I’m not that old. This is the first presidential campaign I’ve really paid any attention to (the last one I was happily removed overseas). But that’s where reading books and talking to older people provides perspective.
There’s this couple I’m close to. They’re educated conservatives. They’re good people, and as long as I’ve known them, they’ve been peaceable folk. The last eight years of Obama, though, knocked the stuffing out of them. They didn’t like his policies or his condescending, arrogant tone. Hillary was as bad or worse. The last eight years plus the prospect of another four put them on edge like I’ve never seen.
It’s worth noting that the tired trope that such conservatives are racist misogynists doesn’t hold water here. This couple would have liked nothing more than to vote for Condoleezza Rice. Black. Woman. The longer Democrats insist on bigotry being the cause of Trump’s victory, the longer they will continue to lose
Needless to say, this couple voted Trump and were elated at his victory.
I called them up after the election and we talked long into the night. One thing in particular stood out to me: they both compared the days after the election to 1987 when they landed in Greece. A strange connection, but an emotional one. After getting married, they had lived on a kibbutz in Israel for six months right as the First Intifada had broken out. One day they were sitting on a bus when someone pointed out to the driver an unattended bag. The driver promptly grabbed the bag and yelled for someone to claim it. Time stood still for two seconds as everyone stared at that bag held aloft by a driver who, for all they knew, would disappear in a flash along with the rest of their existence.
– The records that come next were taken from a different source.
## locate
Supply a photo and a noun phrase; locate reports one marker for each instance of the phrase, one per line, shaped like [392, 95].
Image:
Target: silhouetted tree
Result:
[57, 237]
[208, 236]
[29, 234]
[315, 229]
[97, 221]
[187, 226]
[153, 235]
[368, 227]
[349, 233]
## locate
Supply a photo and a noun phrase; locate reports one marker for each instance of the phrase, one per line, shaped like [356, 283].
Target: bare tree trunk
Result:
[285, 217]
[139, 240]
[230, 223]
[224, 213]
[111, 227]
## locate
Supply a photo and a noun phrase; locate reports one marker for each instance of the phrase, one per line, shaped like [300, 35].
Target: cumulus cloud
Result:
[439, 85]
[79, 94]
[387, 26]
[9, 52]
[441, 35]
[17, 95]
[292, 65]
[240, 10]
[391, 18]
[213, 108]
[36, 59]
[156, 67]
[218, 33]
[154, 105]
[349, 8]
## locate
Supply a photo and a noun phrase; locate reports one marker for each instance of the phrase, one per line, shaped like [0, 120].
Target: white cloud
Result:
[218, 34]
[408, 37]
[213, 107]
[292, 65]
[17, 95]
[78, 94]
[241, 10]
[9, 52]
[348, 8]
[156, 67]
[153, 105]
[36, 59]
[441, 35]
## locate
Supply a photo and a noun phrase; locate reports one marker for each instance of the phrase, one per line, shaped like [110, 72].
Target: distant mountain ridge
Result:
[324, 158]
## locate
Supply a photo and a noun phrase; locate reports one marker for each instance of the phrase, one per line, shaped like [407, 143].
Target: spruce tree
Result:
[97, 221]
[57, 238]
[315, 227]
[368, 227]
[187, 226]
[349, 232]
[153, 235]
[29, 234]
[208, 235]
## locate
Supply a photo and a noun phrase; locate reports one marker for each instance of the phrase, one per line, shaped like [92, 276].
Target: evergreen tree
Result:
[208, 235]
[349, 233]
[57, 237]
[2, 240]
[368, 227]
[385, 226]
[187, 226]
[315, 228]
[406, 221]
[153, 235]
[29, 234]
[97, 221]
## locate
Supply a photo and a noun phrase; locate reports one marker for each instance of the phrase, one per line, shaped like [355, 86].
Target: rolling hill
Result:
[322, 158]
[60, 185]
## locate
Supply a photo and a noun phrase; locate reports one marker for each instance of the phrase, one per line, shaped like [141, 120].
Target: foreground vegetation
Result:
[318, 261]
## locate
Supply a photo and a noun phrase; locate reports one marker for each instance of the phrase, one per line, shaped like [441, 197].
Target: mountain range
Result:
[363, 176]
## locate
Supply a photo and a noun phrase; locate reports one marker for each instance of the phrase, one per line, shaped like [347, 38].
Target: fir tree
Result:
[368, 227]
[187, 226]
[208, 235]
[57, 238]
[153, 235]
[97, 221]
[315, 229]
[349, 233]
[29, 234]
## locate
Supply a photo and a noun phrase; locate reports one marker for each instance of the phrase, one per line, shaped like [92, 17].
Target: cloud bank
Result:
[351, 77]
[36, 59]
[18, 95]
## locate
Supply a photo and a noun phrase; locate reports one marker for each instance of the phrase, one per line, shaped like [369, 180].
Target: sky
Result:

An old woman sheepishly raised her hand and came forward to claim it.
That was by far the most dramatic moment the couple experienced, and on the whole they felt safe, but life in Israel was life on the edge.
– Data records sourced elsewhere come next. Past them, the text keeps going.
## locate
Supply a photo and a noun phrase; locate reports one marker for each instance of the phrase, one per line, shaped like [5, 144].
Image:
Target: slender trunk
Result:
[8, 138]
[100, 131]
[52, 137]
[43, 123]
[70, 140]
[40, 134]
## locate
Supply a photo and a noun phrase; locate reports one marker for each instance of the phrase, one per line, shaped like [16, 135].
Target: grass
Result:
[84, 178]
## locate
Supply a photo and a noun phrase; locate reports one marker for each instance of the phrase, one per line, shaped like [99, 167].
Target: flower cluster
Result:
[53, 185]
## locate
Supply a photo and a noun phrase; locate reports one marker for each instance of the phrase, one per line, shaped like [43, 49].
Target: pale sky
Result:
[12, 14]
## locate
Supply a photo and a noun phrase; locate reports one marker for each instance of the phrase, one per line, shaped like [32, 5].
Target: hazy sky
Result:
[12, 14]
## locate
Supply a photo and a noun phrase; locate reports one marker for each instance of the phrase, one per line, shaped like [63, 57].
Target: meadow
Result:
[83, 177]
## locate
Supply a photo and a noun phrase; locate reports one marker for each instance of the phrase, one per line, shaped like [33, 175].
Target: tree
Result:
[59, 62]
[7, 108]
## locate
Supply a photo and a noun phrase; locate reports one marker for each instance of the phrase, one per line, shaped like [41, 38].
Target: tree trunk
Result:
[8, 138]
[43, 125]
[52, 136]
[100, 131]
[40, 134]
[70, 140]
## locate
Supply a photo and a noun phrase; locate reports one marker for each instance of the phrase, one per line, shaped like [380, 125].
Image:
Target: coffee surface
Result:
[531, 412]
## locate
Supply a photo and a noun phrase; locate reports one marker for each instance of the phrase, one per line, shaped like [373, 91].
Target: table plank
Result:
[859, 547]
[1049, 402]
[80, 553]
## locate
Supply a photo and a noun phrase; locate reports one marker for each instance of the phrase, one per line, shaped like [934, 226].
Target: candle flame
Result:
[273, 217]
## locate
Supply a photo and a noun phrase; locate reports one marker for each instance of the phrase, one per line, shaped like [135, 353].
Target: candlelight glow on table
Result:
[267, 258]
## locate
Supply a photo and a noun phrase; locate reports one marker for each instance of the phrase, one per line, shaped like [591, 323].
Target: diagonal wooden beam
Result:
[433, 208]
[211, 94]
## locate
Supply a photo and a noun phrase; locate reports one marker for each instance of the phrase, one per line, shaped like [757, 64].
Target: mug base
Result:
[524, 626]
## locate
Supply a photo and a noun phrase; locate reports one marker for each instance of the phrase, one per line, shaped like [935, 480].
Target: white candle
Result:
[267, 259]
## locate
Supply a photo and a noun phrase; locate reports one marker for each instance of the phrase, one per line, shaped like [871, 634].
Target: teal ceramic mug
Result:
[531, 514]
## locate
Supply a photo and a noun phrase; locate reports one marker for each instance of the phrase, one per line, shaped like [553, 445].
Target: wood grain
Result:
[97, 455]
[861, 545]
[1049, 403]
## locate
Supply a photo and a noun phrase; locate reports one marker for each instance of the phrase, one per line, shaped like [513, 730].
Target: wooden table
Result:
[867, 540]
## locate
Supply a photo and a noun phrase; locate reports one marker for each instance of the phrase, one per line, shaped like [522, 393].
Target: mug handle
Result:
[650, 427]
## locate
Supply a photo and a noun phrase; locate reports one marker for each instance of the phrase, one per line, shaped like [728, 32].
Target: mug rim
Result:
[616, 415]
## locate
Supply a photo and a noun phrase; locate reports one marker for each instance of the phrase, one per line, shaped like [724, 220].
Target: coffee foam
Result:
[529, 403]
When they got off the plane in Greece, they let out a sigh of relief. They hadn’t even realized how stressed they’d been. But that day they breathed easy. There was no chance they’d die in an explosion.
That sense of relief was the Trump victory. The knowledge that pending doom (whether it be a terrible economy, violations of religious liberty, the loss of the Supreme Court, the aggressive perpetuation of pro-choice, the overweening arrogance of progressives in politics and the media) had been averted in the most spectacular and emotionally satisfying way possible. They could laugh and smile again and enjoy as they never had before the writhing of the Left and the Reaganesque hope that it might once again be Morning in America Again.
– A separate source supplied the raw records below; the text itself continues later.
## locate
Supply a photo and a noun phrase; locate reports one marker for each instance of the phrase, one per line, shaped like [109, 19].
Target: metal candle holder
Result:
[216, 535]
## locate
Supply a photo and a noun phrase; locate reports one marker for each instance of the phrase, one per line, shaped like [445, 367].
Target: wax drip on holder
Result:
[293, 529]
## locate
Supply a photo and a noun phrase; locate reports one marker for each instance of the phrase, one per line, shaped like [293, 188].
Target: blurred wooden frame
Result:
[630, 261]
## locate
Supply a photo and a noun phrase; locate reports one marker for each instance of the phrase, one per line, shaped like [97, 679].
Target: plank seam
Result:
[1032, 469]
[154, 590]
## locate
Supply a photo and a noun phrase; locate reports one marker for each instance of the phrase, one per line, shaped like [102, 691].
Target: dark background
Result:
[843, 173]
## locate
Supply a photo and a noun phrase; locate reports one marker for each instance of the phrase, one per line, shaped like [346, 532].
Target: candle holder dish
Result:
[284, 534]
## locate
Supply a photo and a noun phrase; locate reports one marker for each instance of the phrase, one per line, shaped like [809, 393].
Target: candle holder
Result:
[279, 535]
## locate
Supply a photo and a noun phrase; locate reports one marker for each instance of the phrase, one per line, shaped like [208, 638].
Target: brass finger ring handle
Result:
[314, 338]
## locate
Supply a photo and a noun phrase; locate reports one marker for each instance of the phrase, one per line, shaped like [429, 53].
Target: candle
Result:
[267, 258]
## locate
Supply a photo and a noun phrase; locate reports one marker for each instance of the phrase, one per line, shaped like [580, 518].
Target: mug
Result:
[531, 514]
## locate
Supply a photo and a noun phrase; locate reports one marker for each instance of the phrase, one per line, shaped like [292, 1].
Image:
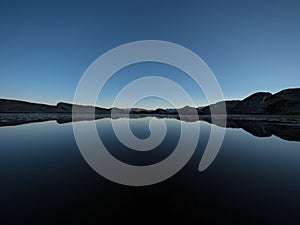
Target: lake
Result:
[44, 178]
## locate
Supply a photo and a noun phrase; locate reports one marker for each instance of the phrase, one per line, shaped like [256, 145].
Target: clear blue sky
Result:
[45, 46]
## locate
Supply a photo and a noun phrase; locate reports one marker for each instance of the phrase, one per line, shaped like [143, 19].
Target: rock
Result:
[254, 104]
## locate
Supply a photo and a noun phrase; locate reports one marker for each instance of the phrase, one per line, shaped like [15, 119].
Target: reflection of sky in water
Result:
[43, 171]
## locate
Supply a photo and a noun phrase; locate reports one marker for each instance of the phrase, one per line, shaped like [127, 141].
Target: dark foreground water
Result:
[44, 179]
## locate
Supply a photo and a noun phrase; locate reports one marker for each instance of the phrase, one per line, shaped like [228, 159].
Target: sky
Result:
[46, 46]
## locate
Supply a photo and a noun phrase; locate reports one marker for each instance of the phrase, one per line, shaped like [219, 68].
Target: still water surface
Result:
[44, 178]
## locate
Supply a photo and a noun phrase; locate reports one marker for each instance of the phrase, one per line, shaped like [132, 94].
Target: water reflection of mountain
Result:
[287, 128]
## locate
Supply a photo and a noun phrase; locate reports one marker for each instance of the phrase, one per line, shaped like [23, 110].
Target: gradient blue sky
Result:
[45, 47]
Thankful for not being blown up in Israel, they are now reveling in the Trumpian explosion.
That doesn’t mean they naively believe Trump will make all well. But they believe they dodged an epic bullet with Hillary and arrested the expanding tyranny of progressivism.
Of course, the Left, always empathetic to the plight of the down and out Palestinian, raves against the terrorist in their midst.
The cognitive dissonance this election has created is something to behold.